The spindle is the stick you’ll use to spin to create the friction between it and the fireboard. If you create enough friction between the spindle and the fireboard, you can create an ember that can be used to create a fire. Cottonwood, juniper, aspen, willow, cedar, cypress, and walnut make the best fire board and spindle sets.

Before you can use wood to start a friction based fire, the wood must be bone dry. If the wood isn’t dry, you’ll have to dry it out first.

The hand drill method is the most primitive, the most primal, and the most difficult to do All you need is wood, tireless hands, and some gritty determination. Therefore, it’ll put more hair on your chest than any other method. Here’s how it’s done:

Build a tinder nest. Your tinder nest will be used to create the flame you get from the spark you’re about to create. Make a tinder nest out of anything that catches fire easily, like dry grass, leaves, and bark.

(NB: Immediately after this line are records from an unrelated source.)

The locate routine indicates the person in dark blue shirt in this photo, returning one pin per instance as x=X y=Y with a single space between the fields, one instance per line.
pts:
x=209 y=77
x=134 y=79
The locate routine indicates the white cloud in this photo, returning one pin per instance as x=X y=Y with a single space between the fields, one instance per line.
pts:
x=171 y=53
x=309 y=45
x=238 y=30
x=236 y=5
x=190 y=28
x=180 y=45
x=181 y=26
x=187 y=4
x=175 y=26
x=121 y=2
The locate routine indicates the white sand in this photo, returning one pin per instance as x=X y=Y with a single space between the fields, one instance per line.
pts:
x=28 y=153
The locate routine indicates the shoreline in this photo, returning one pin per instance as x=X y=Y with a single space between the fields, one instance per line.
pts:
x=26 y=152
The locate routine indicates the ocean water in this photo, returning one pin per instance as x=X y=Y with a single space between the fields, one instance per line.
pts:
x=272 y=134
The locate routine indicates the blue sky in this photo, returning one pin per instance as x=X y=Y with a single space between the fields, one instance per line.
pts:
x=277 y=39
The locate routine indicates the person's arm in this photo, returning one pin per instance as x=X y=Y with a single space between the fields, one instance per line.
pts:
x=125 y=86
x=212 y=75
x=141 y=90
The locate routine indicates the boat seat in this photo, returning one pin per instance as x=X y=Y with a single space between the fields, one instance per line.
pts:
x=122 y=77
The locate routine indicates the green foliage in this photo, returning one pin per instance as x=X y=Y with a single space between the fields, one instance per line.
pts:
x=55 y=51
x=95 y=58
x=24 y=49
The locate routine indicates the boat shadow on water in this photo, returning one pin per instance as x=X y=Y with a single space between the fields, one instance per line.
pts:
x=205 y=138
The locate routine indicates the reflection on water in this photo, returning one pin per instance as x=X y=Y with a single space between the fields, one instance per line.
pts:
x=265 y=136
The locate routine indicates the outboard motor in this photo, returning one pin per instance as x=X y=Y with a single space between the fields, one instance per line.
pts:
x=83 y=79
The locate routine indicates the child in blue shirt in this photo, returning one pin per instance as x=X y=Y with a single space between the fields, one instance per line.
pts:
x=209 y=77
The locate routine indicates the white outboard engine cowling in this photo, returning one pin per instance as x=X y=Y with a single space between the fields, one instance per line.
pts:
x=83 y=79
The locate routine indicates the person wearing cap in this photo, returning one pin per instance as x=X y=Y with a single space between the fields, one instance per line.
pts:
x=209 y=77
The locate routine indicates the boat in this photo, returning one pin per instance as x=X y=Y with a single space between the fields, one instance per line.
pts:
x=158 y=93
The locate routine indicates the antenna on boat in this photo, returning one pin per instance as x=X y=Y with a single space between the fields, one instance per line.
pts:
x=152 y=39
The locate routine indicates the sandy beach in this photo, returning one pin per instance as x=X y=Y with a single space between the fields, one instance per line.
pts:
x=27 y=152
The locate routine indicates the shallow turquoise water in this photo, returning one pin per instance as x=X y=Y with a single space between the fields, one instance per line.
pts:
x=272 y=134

Make your notch. Cut a v-shaped notch into your fire board and make a small depression adjacent to it.

Place bark underneath the notch. The bark will be used to catch an ember from the friction between the spindle and fireboard.

Start spinning. Place the spindle into the depression on your fire board. Your spindle should be about 2 feet long for this to work properly. Maintain pressure on the board and start rolling the spindle between your hands, running them quickly down the spindle. Keep doing this until an ember is formed on the fireboard.

Start a fire! Once you see a glowing ember, tap the fire board to drop your ember onto the piece of bark. Transfer the bark to your nest of tinder. Gently blow on it to start your flame.

The bow drill is probably the most effective friction based method to use because it’s easier to maintain the speed and pressure you need to create enough friction to start a fire. In addition to the spindle and fireboard, you’ll also need a socket and a bow.

Get a socket. The socket is used to put pressure on the other end of the spindle as you’re rotating it with the bow. The socket can be a stone or another piece of wood. If you use another piece of wood, try to find a harder piece than what you’re using for the spindle. Wood with sap and oil are good as it creates a lubricant between the spindle and the socket.
Make your bow. The bow should be the same length as your arm. Use a flexible piece of wood that has a slight curve. The string of the bow can be anything. A shoelace, rope, or strip of rawhide works great. Just find something that won’t break.

String up your bow and you’re ready to go.

Prepare the fireboard. Cut a v-shaped notch and create a depression adjacent to it in the fireboard. Underneath the notch, place your tinder.

String up the spindle. Catch the spindle in a loop of the bow string. Place one end of the spindle in the fireboard and apply pressure on the other end with your socket.

Start sawing. Using your bow, start sawing back and forth.

You’ve basically created a rudimentary mechanical drill. The spindle should be rotating quickly. Keep sawing until you create an ember.

Make your fire. Drop the ember into the tinder nest and blow on it gently. You got yourself a fire.